Humanism’s Wide Net

GUEST COLUMN By WILLIAM WHITE

For HumanistNetworkNews.org  
Sept. 2, 2009

When times are tough, spirituality and things spiritual catch our attention as we thrash about for answers. Sadly, we live in times when misinformation and disinformation flow down like the proverbial waters – even concerning matters of the human spirit. Yet "when the spirit moves us", we respond. When we do observe spirituality in action, it's often more humane than holy, feelings secretly inscribed on each person's innermost pages.

Humanism is certainly not a recent danger. As a humanist, I'd have walked comfortably in Lao Tzu's (Taoism) shoes, centuries before Christ. Maybe strolled the Athenian market places with such as Socrates. Even the Nazarene's conversations were often laced with Greek and Eastern thought.

Truth be told, when we strip away the dogma most belief systems are wrapped in, the thread of humanism runs through every one of them! The Golden Rule being just one of the more obvious examples of humanistic principles.

Our own predominant Good Book clearly tells us that, "By their deeds you will know them". So when religious groups break through the barriers so often dividing them, feed, clothe and shelter the poor and ailing, they're living humanist spirituality – wherever they got their marching orders.

My own "Road to Damascus" experience occurred at age 20, when it dawned on me that by not selecting any particular faith or belief I gained them all for my own life's spiritual journey.

Of course this was the life stance of growth we now call humanism, certainly unknown to me in that young time. Not that labels might have mattered much anyway. My own current shorthand for humanism is, "Reason in the service of compassion", although there are as many humanist paths as those walking them.

Even though there is no "religion" of humanism, some call themselves Jewish humanists, even Christian or religious humanists. Then, of course, we have "secular" humanists – the ones "destroying our children's' educations and poisoning the moral well." Like many of their religious brothers, secular humanists like to post signs and billboards, too.

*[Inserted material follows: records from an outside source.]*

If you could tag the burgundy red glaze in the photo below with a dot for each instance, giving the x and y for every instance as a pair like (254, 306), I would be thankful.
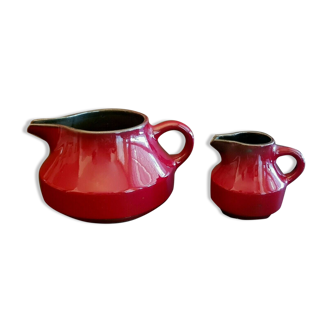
(248, 184)
(108, 165)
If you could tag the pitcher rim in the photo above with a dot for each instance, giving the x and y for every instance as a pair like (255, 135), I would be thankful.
(272, 137)
(145, 115)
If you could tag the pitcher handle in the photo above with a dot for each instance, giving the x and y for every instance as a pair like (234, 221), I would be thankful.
(301, 162)
(163, 128)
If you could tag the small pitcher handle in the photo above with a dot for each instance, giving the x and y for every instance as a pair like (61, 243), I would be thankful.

One might read, "You don't need to have a god." Note, they'd likely say you don't need to have one, not that you shouldn't have one!

Obviously the secular side's where some religious folks find fault with humanist philosophy. Other church goers are quite comfortable with non-religious people, including many of our deist or freethinking forefathers who might have enjoyed a billboard or two.

Humanists tend to view humans as basically good creatures, but capable of doing terrible things – not terrible, but sometimes capable of good things. Our faith revolves around the survival, possible flourishing, of our kind, and its fragile, green island in space. Humanist thinking chooses to evolve constantly in the ceaseless search for justice and dignity within our human family.

So much for the human spirit, divinely inspired or otherwise, that casts church spires and satellites skyward, always seeking to spread nature's bounty to its most destitute. We're all kindred spirits to the likes of Albert Schweitzer, Gandhi, Mother Teresa, Carl Sagan and Dr. King.

In humanistic hands such as these lie whatever eternal keys there may be.

(William White is a long-time humanist celebrant living in the Florida Panhandle, a place he calls "humanist hell". Yet after thirty-five years there, he admits this may have been his "calling". Evangelical humanism, anybody?)